Black Friday is a few days away, the holiday shopping season will soon be in full swing, and retail sales reports will be read like tea leaves for signs that the recession will soon be just a bad memory. But as transaction numbers climb, so do data breach risks – particularly among smaller merchants who are typically unprepared to fight data thieves.
At the Visa Security Summit earlier this year, industry experts agreed that hackers now have small and midsize businesses in their sights for a purely opportunistic reason: the smaller guys are easier targets these days. It’s much harder to crack mega-enterprises that have dug deep into their IT budgets to defend their networks against rootkits, keyloggers, packet sniffers and all the other tools of the hacking trade.

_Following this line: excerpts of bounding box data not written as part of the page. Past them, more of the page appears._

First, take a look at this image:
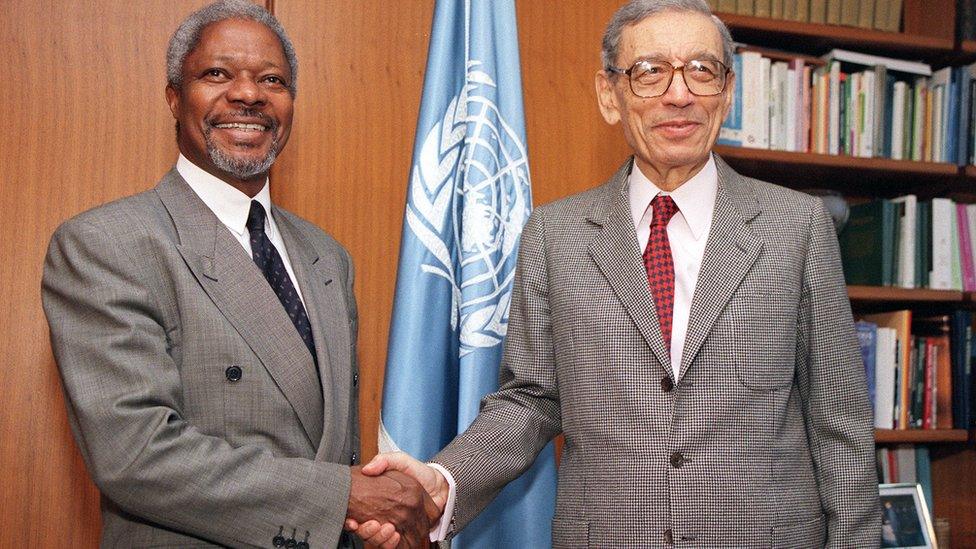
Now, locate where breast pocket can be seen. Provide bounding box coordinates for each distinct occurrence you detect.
[728,294,799,391]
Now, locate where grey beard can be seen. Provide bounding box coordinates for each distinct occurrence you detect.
[204,127,279,179]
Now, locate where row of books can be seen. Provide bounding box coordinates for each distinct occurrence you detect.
[707,0,902,32]
[838,195,976,292]
[875,444,933,509]
[856,309,976,429]
[719,46,976,165]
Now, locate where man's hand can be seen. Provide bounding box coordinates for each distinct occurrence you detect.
[346,452,450,549]
[346,467,440,547]
[363,452,450,508]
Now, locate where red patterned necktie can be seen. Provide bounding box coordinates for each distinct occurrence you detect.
[644,194,678,352]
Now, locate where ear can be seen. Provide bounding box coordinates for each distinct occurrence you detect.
[596,70,620,126]
[722,72,735,121]
[166,85,180,120]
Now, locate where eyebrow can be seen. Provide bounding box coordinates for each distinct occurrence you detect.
[634,50,720,63]
[214,55,283,70]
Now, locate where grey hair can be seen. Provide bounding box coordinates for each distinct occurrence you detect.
[602,0,733,69]
[166,0,298,97]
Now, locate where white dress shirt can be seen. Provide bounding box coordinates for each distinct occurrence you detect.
[176,154,305,305]
[430,156,718,541]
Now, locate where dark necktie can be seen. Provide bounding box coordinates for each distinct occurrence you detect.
[644,195,678,353]
[247,200,318,363]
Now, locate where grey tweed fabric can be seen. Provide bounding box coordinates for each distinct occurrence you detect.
[42,170,359,547]
[434,157,880,548]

SMBs, as a rule, have done little to protect themselves. Panelists at the same summit cited various studies indicating that nearly 20% of small businesses don’t even use antivirus software; 60% fail to encrypt their wireless links; and just 60% of Level 3 merchants have complied with the Payment Card Industry’s Data Security Standard (PCI DSS). Level 4 merchants – the smaller mom-and-pop types – are believed to lag far behind on compliance numbers.
On the PCI DSS front, part of the blame lies with the misconception that becoming compliant is as painful as having a root canal. Surveys show that 86% of small retailers are aware of the standard and 88% place a priority on data security, but the prospect of jumping through PCI’s hoops stops them cold. That’s because, so far, the industry has done a relatively poor job of getting them the help they need. Merchants whose computer knowledge stops at booting up literally don’t know where to turn.
The truth is that most merchants can fill the PCI bill with little trouble if they have someone with PCI knowledge who can walk them through the Self-Assessment Questionnaire (SAQ) and help them remediate any shortcomings in their security procedures. For all of the bellyaching about supposed complexity, PCI DSS is really nothing more than a set of basic rules that should be part of any business’ security program. And for all of the complaints about added expense, PCI fees are just a cost of doing business in today’s wired world – much like installing security alarms, paying a property lease, or building and hosting websites.
Whether or not hackers think it’s worth their time and effort to purloin credit card data from smaller merchants remains to be seen, but this holiday season may be the most revealing test yet of the theory that neighborhood grocery stores, boutiques and dry cleaners are next in line. With 24 million Level 4 merchants around the world, the cumulative damage could easily exceed that of the widely publicized mega-data breaches. Happy holidays? Bah, humbug!